Ad5/35E1apsurvivinE4 adenovirus construction

Most adenoviral backbones used for gene therapy are based on adenovirus serotype 5. Infection with this serotype requires high-affinity interactions between its viral fiber and a cellular CAR. Although adenovirus efficiently infects a large variety of human tumor cell lines, the transduction of solid tumors is often limited by the low level of CAR expression, which results in low infectivity in highly aggressive tumors. For this study, we determined whether the fiber knob of serotype 35 could enhance the adenoviral infectivity to bladder cancer cells. Bladder cancer cells were therefore infected with adenovirus serotypes 35 and 5, which enabled delivery of the gene encoding green fluorescence protein (GFP) under control of the CMV promoter. GFP fluorescence was monitored 2 days post-infection using fluorescence microscopy. As shown in Figure 2A, serotype 35, which utilizes CD46 for its receptor on target cell surfaces, exhibited greater efficiency in T24 and J82 cells and was therefore used to construct a chimeric recombinant adenovirus. We replaced the chimeric adenovirus containing the serotype 5 backbone with the fiber knob from serotype 35. To control adenoviral replication in high survivin-expressing cancer cells, we inserted the survivin promoter into the same backbone as was previously used [11]. In this construct, we placed the adenoviral E1A gene at the right end of the adenoviral genome to avoid potential interference from the adenoviral packaging signal and placed the survivin promoter between the E1A and E4 genes to control their expression. A CMV promoter-controlled EGFP expression cassette was inserted at the left end of the adenoviral genome to enable us to monitor viral propagation in vitro and virus distribution in vivo.
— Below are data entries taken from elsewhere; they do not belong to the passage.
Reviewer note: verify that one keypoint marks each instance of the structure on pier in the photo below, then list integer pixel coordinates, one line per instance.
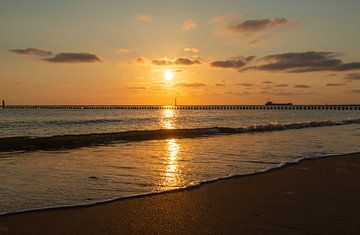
(195, 107)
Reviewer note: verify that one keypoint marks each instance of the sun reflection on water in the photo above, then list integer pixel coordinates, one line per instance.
(170, 178)
(168, 118)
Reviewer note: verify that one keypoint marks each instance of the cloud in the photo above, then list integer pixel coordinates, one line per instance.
(140, 60)
(281, 85)
(298, 62)
(245, 84)
(238, 93)
(191, 49)
(136, 88)
(146, 18)
(228, 64)
(32, 51)
(188, 25)
(235, 63)
(123, 51)
(190, 85)
(335, 84)
(353, 77)
(302, 86)
(71, 57)
(221, 83)
(177, 61)
(254, 26)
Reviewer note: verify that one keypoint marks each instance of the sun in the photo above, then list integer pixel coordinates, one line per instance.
(168, 75)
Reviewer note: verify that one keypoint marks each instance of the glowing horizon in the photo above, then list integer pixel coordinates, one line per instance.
(230, 52)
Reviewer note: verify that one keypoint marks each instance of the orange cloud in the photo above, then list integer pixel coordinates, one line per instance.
(189, 24)
(144, 18)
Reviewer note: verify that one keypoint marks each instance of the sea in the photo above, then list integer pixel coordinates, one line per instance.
(69, 157)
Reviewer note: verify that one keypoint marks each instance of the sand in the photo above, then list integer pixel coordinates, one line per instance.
(313, 197)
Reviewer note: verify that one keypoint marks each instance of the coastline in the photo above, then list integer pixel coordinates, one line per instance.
(313, 196)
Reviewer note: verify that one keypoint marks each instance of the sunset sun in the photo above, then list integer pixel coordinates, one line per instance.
(168, 75)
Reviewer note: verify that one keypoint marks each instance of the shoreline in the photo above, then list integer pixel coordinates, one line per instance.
(189, 187)
(9, 223)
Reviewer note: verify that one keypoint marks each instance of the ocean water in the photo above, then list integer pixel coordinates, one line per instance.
(44, 168)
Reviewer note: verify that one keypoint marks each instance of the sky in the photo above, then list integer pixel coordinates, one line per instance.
(201, 52)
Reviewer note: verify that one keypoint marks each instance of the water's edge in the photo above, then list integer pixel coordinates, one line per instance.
(60, 142)
(189, 187)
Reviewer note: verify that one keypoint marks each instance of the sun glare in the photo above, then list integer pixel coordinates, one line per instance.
(168, 75)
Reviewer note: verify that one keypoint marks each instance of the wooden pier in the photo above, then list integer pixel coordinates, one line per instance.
(191, 107)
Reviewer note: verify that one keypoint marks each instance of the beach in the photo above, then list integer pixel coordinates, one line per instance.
(319, 196)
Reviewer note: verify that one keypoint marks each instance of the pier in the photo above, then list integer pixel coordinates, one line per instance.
(190, 107)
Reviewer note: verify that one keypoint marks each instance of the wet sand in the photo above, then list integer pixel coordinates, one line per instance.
(312, 197)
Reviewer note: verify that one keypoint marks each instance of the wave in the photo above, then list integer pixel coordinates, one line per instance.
(60, 142)
(176, 189)
(66, 122)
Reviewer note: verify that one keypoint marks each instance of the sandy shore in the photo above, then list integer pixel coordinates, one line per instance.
(315, 196)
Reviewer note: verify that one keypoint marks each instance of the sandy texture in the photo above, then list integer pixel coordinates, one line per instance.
(316, 196)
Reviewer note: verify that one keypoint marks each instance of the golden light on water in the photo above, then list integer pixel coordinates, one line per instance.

Ad5/35E1apsurvivinE4 activity is correlated with survivin expression

To test whether the survivin promoter controlled E1A protein expression in bladder cancer cells, we infected T24, J82, and 253J cells with either Ad5/35E1apsurvivinE4 or the wild-type serotype 35 adenovirus. Human lung epithelial L132 cells were included as a survivin-negative cell line, and wild-type adenovirus was included as a positive control. One day after viral infection, E1A protein expression was examined in all of the cell lines using western blot analysis (Figure 3). Consistent with the promoter activity of psurvivin, 253J cells exhibited the largest amount of E1A protein. Expression in L132 cells was almost as low as the basal level observed in non-infected cells. Because of the lack of availability of E4-specific antibodies, reverse-transcription PCR was used to compare the expression profiles of E4 mRNA among several human bladder cancer cells and normal lung L132 cells (Figure 3). Ad5/35E1apsurvivinE4 mediated the expression of high amounts of E4 mRNA in all of the bladder cancer cells tested but not in normal lung epithelial cells. Taken together, Ad5/35E1apsurvivinE4-mediated E1A and E4 expression was well correlated with survivin expression.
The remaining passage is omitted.